A Viagem



Uma mente fluídica como as águas de um lago divagava despretensiosamente, porém repleta de esperança de enxergar além de onde seus horizontes atuais eram capazes de ver.

Apaziguado com a harmonia e silêncio do local, com seu manto e capuz, o velho jovem estava com seu cetro a fazer desenhos na areia quando um lampejo de consciência lhe ocorreu. Sua aparência profundamente serena e forte, agora era de mais força e serenidade... Tudo ao seu redor era o mesmo, mas sua percepção era outra... Um sentimento puro e elevado de amor pulsava em seu peito, enquanto que um elevado nível de consciência lhe tomava o espírito e mente.

O entendimento de que tudo o que ele próprio representava e de tudo aquilo que podia compreender era ínfimo em relação ao todo que existe e pode ser conhecido; uma humildade real e sincera lhe abria portais para um entendimento superior. Uma libertação das amarras que nos mantém presos onde quer que estejamos tornou seu espírito mais leve e, por isso, capaz de galgar passos além, rumo a um nível mais elevado e sublime de consciência.

O vislumbre de mundos tão belos quanto diversos daquele tão harmônico em que vivia se fez; a visão de seres e cidadelas cintilantes, de feições e formatos o mais próximo da perfeição que era capaz de conceber aconteceu.

A noção de tempo e de limites por um instante se desfez. Uma vasta liberdade invadiu seu ser, e a paz mais profunda que já conhecera refrescou-lhe o âmago.

Mas algo o puxara para a praia à beira do lago em que seu corpo de matéria estava.

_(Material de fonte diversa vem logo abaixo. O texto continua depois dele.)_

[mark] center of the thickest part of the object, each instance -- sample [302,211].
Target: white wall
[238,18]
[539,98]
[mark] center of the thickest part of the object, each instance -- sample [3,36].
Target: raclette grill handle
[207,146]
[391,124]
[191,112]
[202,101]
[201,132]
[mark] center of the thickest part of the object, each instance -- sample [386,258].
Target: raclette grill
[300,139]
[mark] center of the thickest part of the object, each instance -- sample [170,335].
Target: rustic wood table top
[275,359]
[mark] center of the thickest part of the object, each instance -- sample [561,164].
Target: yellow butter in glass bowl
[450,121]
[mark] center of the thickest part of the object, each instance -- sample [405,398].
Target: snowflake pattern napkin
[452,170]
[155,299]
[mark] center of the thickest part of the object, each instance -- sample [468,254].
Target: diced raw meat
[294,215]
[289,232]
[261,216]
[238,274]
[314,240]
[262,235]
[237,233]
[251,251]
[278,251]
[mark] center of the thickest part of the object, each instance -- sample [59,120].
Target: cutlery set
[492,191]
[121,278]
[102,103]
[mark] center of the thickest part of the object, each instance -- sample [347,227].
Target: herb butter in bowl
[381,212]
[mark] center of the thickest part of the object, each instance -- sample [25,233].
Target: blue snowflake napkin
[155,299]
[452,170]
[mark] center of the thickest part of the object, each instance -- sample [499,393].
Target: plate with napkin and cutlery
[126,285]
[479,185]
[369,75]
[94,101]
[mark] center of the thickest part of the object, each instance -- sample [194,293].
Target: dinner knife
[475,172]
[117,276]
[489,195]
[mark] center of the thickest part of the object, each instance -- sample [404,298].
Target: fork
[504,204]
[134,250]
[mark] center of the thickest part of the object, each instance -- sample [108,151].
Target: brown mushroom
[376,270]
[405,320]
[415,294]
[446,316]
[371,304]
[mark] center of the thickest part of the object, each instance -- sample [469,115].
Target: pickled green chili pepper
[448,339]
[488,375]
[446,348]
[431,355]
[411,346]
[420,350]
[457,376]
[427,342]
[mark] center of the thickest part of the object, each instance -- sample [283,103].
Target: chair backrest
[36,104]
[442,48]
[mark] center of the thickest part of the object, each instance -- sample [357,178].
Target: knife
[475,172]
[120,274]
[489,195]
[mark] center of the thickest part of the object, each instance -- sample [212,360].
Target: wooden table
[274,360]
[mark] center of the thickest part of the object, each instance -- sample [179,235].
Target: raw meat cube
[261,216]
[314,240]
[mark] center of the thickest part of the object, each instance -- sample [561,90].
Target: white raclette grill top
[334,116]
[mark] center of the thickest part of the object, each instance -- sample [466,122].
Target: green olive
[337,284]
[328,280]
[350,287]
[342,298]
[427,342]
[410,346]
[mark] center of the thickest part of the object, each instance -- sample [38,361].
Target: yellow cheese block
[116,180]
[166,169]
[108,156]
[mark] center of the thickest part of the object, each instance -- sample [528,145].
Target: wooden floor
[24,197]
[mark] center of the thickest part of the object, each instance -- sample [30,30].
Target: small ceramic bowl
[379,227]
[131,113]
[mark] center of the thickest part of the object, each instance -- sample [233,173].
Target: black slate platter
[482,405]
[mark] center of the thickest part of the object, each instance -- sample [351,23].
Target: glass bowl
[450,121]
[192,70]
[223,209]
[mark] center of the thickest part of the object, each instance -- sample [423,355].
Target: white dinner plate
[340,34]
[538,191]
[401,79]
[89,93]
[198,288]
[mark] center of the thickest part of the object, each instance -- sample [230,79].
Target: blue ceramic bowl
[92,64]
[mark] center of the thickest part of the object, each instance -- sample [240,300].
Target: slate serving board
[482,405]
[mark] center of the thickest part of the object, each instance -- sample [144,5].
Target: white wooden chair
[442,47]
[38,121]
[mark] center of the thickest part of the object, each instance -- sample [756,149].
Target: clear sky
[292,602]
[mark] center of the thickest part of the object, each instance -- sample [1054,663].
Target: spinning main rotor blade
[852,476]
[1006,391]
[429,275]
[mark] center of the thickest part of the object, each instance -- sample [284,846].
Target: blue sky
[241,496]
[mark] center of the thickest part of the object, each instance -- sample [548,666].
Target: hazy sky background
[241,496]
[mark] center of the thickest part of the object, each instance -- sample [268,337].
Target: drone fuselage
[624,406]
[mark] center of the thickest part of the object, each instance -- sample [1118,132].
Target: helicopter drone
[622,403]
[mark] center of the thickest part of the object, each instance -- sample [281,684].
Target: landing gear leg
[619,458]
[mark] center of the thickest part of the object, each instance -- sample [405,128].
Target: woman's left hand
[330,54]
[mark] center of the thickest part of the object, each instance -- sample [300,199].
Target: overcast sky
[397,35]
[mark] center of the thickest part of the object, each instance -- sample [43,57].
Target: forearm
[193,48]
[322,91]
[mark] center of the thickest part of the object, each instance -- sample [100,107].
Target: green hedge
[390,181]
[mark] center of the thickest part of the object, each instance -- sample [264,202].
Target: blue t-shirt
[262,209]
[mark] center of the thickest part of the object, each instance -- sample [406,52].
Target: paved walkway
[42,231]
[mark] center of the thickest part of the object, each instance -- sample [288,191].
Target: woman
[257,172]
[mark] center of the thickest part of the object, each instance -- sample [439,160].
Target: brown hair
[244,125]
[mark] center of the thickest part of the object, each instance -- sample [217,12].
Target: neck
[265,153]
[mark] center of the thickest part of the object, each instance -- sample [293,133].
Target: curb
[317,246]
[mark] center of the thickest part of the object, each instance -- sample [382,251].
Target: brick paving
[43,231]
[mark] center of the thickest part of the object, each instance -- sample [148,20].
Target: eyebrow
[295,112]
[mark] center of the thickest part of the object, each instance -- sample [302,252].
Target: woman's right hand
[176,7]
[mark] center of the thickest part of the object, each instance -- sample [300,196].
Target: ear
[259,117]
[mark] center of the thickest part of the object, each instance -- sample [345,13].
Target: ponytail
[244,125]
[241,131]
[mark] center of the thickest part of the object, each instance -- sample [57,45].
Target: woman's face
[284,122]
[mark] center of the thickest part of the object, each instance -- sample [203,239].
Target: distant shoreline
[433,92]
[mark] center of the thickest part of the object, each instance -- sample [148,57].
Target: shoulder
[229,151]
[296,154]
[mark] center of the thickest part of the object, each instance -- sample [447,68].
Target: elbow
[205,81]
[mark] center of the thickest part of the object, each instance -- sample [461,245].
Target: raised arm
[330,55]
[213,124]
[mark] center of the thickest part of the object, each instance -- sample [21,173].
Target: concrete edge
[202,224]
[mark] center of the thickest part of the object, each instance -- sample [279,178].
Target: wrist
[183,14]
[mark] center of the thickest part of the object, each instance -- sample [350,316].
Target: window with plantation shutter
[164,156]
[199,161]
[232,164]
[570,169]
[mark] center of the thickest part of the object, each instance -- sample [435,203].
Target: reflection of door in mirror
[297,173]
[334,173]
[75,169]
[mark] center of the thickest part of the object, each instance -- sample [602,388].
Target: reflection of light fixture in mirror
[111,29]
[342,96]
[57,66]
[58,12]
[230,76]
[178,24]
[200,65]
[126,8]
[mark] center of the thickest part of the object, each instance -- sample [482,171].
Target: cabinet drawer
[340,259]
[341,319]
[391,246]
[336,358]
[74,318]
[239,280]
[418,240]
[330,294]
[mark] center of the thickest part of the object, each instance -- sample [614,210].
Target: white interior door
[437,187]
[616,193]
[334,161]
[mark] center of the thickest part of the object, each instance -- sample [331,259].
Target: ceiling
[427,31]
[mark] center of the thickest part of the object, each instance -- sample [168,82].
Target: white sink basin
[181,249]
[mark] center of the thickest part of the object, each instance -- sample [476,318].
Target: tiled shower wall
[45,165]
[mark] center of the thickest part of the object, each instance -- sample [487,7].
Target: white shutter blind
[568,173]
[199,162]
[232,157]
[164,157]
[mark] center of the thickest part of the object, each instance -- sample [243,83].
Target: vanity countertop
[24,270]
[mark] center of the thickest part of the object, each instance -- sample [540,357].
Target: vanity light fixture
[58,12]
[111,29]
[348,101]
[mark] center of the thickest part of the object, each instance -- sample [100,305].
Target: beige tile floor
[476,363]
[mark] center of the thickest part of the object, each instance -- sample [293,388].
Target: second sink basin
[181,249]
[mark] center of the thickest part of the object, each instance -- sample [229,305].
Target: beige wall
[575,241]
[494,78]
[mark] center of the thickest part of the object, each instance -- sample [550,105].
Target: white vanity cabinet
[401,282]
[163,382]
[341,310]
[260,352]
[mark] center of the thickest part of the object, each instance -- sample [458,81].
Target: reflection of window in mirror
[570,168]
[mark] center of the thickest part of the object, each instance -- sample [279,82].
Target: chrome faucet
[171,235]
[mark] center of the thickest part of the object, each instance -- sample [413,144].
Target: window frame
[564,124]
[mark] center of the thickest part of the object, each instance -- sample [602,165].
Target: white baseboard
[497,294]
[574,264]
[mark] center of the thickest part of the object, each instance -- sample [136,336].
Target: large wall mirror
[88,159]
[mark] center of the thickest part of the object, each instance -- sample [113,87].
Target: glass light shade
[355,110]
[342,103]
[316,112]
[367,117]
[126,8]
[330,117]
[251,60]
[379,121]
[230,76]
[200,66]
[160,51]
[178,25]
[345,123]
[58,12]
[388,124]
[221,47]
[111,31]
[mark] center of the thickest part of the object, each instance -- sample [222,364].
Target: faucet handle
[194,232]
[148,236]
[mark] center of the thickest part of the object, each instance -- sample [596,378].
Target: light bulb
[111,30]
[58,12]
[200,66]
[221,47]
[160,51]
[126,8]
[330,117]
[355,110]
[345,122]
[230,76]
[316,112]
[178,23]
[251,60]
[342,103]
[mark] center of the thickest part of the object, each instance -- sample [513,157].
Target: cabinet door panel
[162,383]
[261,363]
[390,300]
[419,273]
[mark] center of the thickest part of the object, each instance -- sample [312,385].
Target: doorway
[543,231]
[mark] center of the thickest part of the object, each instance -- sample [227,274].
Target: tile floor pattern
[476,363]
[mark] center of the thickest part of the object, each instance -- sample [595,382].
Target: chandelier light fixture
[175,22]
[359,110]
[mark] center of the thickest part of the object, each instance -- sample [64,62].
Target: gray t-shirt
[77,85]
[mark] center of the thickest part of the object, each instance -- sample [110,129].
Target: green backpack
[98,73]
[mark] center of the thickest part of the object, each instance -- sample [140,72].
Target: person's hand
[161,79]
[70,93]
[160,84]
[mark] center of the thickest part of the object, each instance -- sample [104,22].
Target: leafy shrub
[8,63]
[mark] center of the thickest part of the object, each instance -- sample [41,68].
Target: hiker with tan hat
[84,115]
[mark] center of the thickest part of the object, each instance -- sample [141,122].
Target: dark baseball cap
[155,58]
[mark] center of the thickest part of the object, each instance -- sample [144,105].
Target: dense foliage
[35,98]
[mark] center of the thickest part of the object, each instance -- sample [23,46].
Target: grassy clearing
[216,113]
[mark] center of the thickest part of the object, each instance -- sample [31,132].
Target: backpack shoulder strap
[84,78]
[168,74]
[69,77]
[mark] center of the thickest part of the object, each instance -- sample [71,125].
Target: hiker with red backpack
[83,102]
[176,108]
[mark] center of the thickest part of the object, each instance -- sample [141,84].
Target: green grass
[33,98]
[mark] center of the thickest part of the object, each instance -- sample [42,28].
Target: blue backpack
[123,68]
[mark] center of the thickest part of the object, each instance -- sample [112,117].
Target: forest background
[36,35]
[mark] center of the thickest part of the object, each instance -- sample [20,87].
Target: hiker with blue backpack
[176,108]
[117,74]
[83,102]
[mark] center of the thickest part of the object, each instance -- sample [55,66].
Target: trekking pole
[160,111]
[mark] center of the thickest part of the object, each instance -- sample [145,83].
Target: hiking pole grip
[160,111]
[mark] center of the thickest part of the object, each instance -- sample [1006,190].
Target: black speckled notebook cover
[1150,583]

Toda a paz e consciência que experimentara eram agora reduzidas, traduzidas e interpretadas de acordo com os padrões de compreensão de seu corpo atual; ainda assim, uma vaga – e mesmo assim gigante - lembrança de tudo o que experimentara se fazia presente; com um olhar compenetrado e profundo e um sorriso dos que conhecem a paz, olhava o lago reluzente à sua frente.

O sol já não era mais o mesmo, nem mesmo a relva ou o horizonte; tudo passara a ser visto com outro olhar. Seu pequenino amigo do lago, um peixinho azul e sorridente, veio aos saltos do lago para brincar com ele. O amor e carinho que sentia pelo animalzinho era agora mais profundo e intenso, mais puro e verdadeiro. O pequeno bichinho parecia sentir a mudança, visto que seu sorriso e alegria eram ainda mais vistosos do que o eram antes.

 O pôr-do-sol estava chegando ao seu auge, deixando a todos numa aconchegante e agradável penumbra – ainda com vestígios permanentes de uma viva luz. Chegava ao fim mais um dia, o término de mais uma viagem e que daria início a muitas outras.